# Segmenting and Clustering Neighbourhoods in Toronto

## Part 1 - Get postcodes for Toronto neighbourhoods
### Import Pandas and Numpy libraries
* The cell below assumes pandas and numpy are available to the Jupyter process.
* If this is false, the cell will fail to execute and the user will need to install these libraries.

In [1]:
#Import pandas and numpy
import pandas as pd
import numpy as np

### Extract and format postcodes from Wikipedia page
This assumes the Wikipedia page has a table with exactly three columns, including one starting with:
* "Postcode" for postcodes
* "Borough" for borough
* "Neighbourhood" for neighbourhood

The logic will need updating if the format of the Wikipedia page changes.

In [2]:
#Get all tables from Wikipedia page in "tables"
tables=pd.read_html('https://en.wikipedia.org/wiki/List_of_postal_codes_of_Canada:_M')

#Get "postcodes" table
for table in tables:
    if table.columns.size == 3:
        if table.columns[0] == 'Postcode':
            if table.columns[1] == 'Borough':
                if table.columns[2] == 'Neighbourhood':
                    postcodes = table

#free redundant variables
del table
del tables

#Rename Postcode column to PostalCode
postcodes.rename(columns={'Postcode': 'PostalCode'}, inplace=True)
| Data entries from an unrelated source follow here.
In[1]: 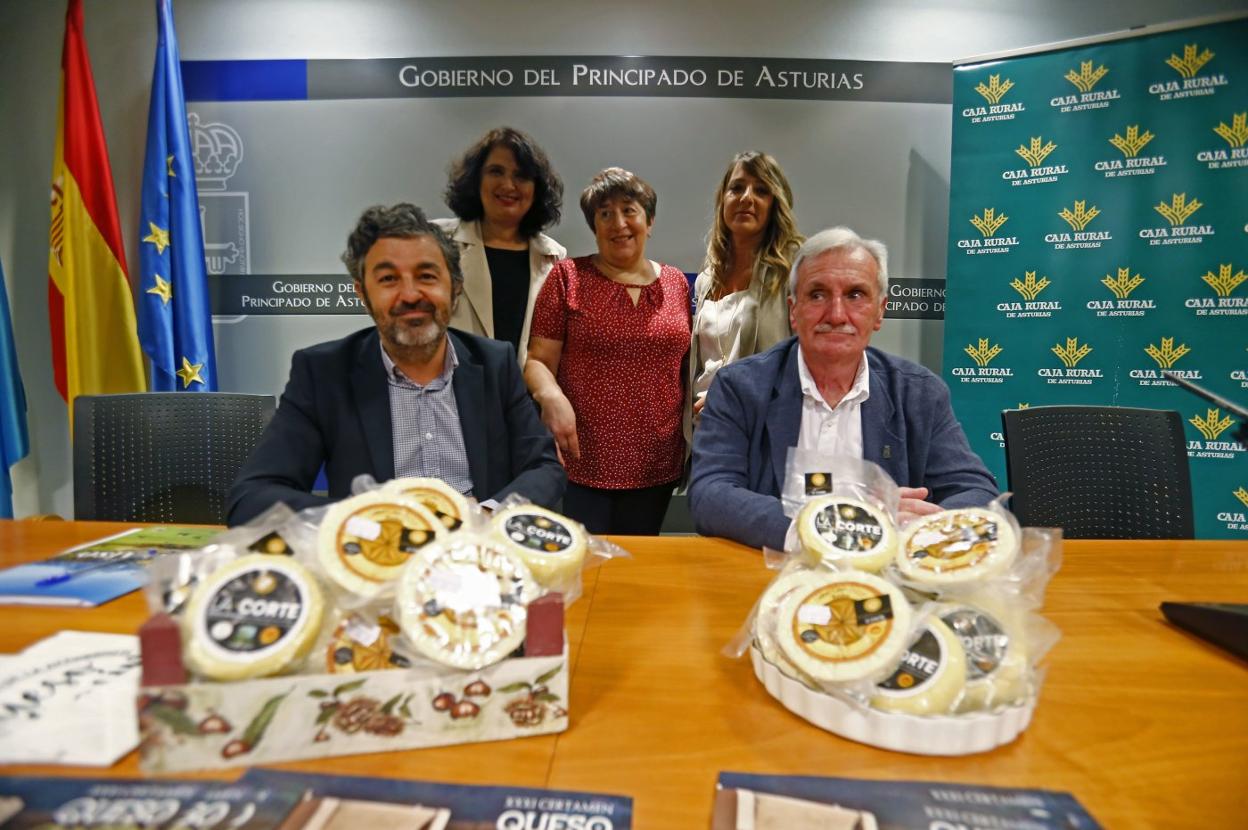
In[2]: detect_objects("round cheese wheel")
[185,553,324,680]
[897,507,1018,585]
[776,570,912,683]
[397,534,538,669]
[317,491,444,597]
[324,614,412,674]
[797,496,897,573]
[382,478,470,530]
[937,600,1027,711]
[871,617,966,715]
[754,566,819,688]
[493,504,588,588]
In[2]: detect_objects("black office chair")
[1001,407,1196,539]
[74,392,275,524]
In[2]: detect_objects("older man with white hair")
[689,227,997,549]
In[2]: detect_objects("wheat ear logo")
[1166,44,1213,77]
[1153,193,1204,225]
[971,207,1010,236]
[1213,112,1248,147]
[1057,198,1101,231]
[1015,136,1057,167]
[1109,124,1156,159]
[1101,268,1144,300]
[1201,263,1248,297]
[962,337,1001,367]
[1065,60,1109,92]
[1144,337,1192,369]
[1050,337,1092,369]
[1187,409,1234,441]
[1010,271,1048,300]
[975,75,1013,104]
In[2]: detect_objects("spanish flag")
[47,0,146,418]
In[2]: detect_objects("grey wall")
[0,0,1248,515]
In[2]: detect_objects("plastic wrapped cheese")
[776,570,912,684]
[317,491,444,598]
[754,566,819,688]
[185,553,324,680]
[382,478,469,530]
[937,595,1028,711]
[324,613,412,674]
[797,496,897,573]
[896,507,1018,585]
[493,504,588,588]
[396,533,538,669]
[871,617,966,715]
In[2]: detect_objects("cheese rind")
[896,507,1018,585]
[317,491,446,598]
[776,570,912,684]
[185,553,324,680]
[324,614,412,674]
[797,496,897,573]
[754,574,819,688]
[396,534,538,669]
[937,600,1028,711]
[871,617,966,715]
[493,504,588,588]
[382,477,472,530]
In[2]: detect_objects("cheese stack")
[185,553,324,680]
[317,489,444,598]
[796,496,897,573]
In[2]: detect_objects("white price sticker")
[346,515,382,542]
[797,605,832,625]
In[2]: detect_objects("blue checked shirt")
[382,339,472,494]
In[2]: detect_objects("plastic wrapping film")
[724,451,1061,754]
[147,476,628,679]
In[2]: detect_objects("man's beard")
[366,300,451,357]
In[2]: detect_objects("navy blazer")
[228,327,568,525]
[689,337,997,550]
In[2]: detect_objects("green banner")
[943,19,1248,538]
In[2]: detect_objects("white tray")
[750,645,1036,755]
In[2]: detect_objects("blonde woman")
[685,150,805,441]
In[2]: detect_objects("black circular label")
[815,502,884,553]
[503,513,572,553]
[879,628,945,691]
[203,568,305,653]
[941,608,1010,681]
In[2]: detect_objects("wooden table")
[0,522,1248,830]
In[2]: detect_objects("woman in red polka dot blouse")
[524,167,689,535]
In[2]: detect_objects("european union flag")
[0,259,30,519]
[139,0,217,392]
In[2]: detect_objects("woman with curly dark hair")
[437,127,568,366]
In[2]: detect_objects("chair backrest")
[1001,407,1196,539]
[74,392,275,524]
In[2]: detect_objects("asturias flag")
[139,0,217,392]
[47,0,146,418]
[0,259,30,519]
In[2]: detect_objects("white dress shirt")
[785,346,871,550]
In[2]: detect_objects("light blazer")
[433,218,568,366]
[689,337,997,549]
[228,328,567,525]
[685,270,792,447]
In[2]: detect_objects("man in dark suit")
[689,227,997,549]
[228,203,567,525]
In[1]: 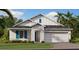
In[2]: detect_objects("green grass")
[0,43,52,50]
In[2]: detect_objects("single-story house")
[9,14,72,42]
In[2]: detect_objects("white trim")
[13,14,64,27]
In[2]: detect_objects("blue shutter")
[24,31,27,38]
[16,31,19,39]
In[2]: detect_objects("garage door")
[44,32,69,42]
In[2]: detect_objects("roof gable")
[13,14,62,27]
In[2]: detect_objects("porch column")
[40,30,44,42]
[31,29,35,41]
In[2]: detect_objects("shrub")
[22,41,27,43]
[41,41,45,43]
[28,41,34,43]
[10,40,22,43]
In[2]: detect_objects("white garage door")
[44,32,69,42]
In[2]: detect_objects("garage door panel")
[45,32,69,42]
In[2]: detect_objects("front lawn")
[0,43,52,50]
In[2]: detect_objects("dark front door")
[35,31,40,42]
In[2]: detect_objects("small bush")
[28,41,34,43]
[41,41,45,43]
[10,40,22,43]
[22,41,27,43]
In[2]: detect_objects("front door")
[35,31,40,42]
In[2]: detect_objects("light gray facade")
[9,14,72,42]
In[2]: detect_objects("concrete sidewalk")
[52,43,79,50]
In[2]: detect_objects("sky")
[0,9,79,20]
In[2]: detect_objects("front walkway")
[52,43,79,50]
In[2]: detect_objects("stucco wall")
[9,30,31,41]
[44,31,71,42]
[32,16,59,25]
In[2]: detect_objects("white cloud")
[10,10,24,18]
[0,10,24,18]
[46,12,57,22]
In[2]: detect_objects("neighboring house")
[9,14,72,42]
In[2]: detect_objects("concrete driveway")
[52,43,79,50]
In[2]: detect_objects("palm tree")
[0,9,14,19]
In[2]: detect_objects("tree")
[0,9,14,19]
[57,11,79,40]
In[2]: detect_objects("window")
[39,19,41,23]
[16,31,19,39]
[16,30,27,39]
[20,31,23,38]
[24,31,27,38]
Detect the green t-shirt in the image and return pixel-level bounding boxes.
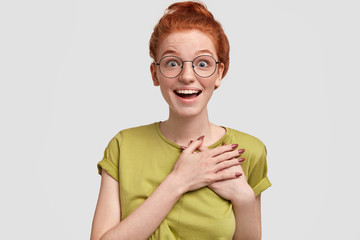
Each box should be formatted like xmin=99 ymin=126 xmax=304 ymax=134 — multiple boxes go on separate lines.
xmin=98 ymin=122 xmax=271 ymax=240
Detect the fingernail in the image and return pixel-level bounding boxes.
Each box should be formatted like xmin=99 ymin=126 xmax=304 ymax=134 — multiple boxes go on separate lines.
xmin=231 ymin=144 xmax=239 ymax=150
xmin=235 ymin=173 xmax=242 ymax=177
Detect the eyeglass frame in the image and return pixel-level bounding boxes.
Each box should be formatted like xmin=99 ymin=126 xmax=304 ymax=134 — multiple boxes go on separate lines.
xmin=155 ymin=55 xmax=220 ymax=78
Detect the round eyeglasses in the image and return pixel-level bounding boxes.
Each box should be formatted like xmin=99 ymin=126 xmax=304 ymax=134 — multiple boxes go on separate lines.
xmin=156 ymin=55 xmax=220 ymax=78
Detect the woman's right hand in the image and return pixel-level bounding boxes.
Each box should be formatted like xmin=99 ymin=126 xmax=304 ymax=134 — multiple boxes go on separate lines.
xmin=171 ymin=137 xmax=241 ymax=193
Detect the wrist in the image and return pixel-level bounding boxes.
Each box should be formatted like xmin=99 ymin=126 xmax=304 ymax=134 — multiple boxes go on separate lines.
xmin=231 ymin=186 xmax=255 ymax=207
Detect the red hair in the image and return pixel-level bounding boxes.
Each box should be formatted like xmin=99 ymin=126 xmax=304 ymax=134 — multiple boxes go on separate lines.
xmin=149 ymin=1 xmax=230 ymax=77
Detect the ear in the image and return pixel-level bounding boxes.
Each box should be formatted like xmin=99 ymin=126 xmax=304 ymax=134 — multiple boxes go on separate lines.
xmin=150 ymin=63 xmax=160 ymax=86
xmin=215 ymin=63 xmax=224 ymax=89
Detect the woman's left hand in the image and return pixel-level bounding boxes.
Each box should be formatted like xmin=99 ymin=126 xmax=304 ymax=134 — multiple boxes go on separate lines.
xmin=208 ymin=165 xmax=255 ymax=202
xmin=193 ymin=142 xmax=255 ymax=203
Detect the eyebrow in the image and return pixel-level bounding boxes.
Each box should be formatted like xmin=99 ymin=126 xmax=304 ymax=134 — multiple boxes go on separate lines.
xmin=161 ymin=49 xmax=213 ymax=57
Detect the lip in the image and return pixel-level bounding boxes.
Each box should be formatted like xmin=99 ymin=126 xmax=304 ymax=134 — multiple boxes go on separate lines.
xmin=173 ymin=87 xmax=202 ymax=104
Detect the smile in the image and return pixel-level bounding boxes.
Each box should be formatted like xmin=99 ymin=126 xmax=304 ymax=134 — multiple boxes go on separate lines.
xmin=174 ymin=89 xmax=201 ymax=99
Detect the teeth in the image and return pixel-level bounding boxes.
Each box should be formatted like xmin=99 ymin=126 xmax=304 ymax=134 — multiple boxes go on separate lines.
xmin=176 ymin=90 xmax=199 ymax=94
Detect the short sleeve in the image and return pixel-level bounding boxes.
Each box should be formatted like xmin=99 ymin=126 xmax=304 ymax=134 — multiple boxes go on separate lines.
xmin=97 ymin=133 xmax=121 ymax=181
xmin=248 ymin=146 xmax=271 ymax=196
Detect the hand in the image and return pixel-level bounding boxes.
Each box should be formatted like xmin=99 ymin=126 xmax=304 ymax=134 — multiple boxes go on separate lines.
xmin=208 ymin=144 xmax=255 ymax=202
xmin=171 ymin=137 xmax=241 ymax=192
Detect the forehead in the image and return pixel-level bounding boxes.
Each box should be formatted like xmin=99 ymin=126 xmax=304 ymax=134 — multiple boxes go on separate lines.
xmin=158 ymin=30 xmax=217 ymax=59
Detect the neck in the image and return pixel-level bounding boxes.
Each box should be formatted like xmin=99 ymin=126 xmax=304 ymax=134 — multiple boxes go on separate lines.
xmin=160 ymin=109 xmax=225 ymax=146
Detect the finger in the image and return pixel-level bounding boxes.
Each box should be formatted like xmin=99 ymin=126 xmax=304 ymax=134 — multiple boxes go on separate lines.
xmin=185 ymin=136 xmax=205 ymax=153
xmin=210 ymin=144 xmax=239 ymax=157
xmin=198 ymin=144 xmax=209 ymax=152
xmin=215 ymin=171 xmax=242 ymax=182
xmin=215 ymin=158 xmax=245 ymax=172
xmin=213 ymin=149 xmax=245 ymax=164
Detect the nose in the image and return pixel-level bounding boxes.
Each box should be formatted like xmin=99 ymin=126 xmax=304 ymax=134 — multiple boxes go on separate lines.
xmin=179 ymin=62 xmax=195 ymax=83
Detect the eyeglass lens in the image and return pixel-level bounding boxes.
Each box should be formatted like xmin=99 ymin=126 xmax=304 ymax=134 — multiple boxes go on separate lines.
xmin=159 ymin=55 xmax=217 ymax=78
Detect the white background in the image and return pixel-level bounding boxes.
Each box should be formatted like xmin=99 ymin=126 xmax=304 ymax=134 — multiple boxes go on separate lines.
xmin=0 ymin=0 xmax=360 ymax=240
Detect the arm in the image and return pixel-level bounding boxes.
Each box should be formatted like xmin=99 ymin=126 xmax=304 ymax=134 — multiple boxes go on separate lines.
xmin=91 ymin=140 xmax=243 ymax=240
xmin=232 ymin=194 xmax=261 ymax=240
xmin=91 ymin=170 xmax=183 ymax=240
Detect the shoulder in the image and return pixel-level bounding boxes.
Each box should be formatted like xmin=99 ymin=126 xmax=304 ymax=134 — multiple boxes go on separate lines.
xmin=111 ymin=123 xmax=157 ymax=145
xmin=227 ymin=128 xmax=266 ymax=152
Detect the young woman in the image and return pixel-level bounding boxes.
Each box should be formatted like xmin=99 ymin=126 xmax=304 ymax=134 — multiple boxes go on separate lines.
xmin=91 ymin=2 xmax=271 ymax=240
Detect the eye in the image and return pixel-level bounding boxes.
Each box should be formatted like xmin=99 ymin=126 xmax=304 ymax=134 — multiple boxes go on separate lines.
xmin=166 ymin=60 xmax=180 ymax=67
xmin=196 ymin=60 xmax=209 ymax=68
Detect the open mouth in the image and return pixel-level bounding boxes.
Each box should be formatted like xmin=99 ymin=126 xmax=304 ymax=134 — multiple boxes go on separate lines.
xmin=174 ymin=90 xmax=201 ymax=99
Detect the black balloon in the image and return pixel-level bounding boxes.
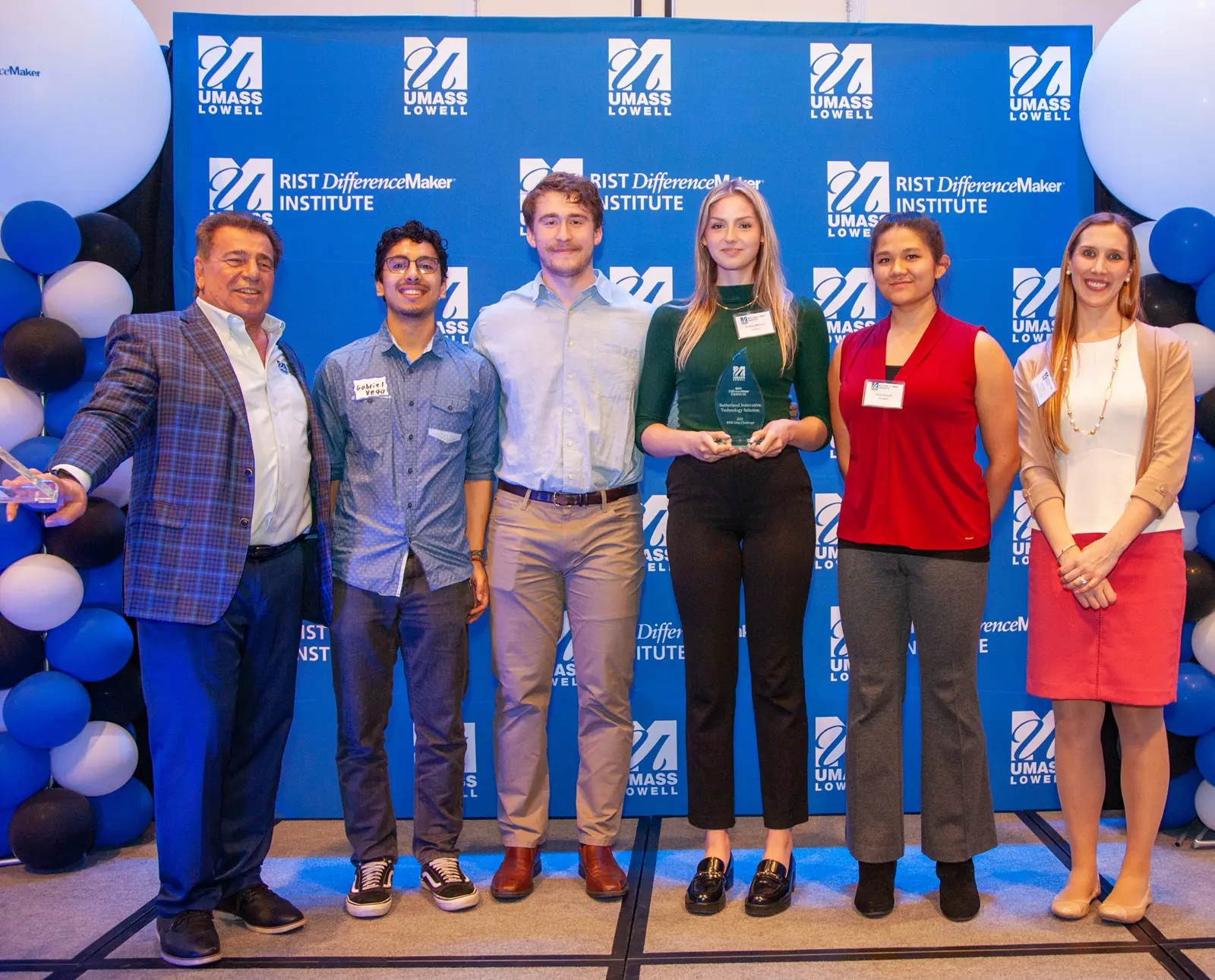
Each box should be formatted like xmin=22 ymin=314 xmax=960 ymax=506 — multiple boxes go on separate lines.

#Remove 'Not assigned' borough records
postcodes=postcodes[postcodes.Borough != 'Not assigned']

#Set Neighbourhood to Borough where Neighbourhood is not assigned.
postcodes.Neighbourhood = np.where(postcodes.Neighbourhood == 'Not assigned',postcodes.Borough,postcodes.Neighbourhood)

#Join strings for PostalCode has more than one Neighbourhood
postcodes=postcodes.groupby(['PostalCode','Borough']).Neighbourhood.unique().reset_index()
postcodes.Neighbourhood = postcodes.Neighbourhood.str.join(', ')

#Print postcodes
postcodes

Unnamed: 0,PostalCode,Borough,Neighbourhood
0,M1B,Scarborough,"Rouge, Malvern"
1,M1C,Scarborough,"Highland Creek, Rouge Hill, Port Union"
2,M1E,Scarborough,"Guildwood, Morningside, West Hill"
3,M1G,Scarborough,Woburn
4,M1H,Scarborough,Cedarbrae
...,...,...,...
98,M9N,York,Weston
99,M9P,Etobicoke,Westmount
100,M9R,Etobicoke,"Kingsview Village, Martin Grove Gardens, Richv..."
101,M9V,Etobicoke,"Albion Gardens, Beaumond Heights, Humbergate, ..."


### Print shape of postcodes data

In [3]:
#Print postcodes shape
postcodes.shape

(103, 3)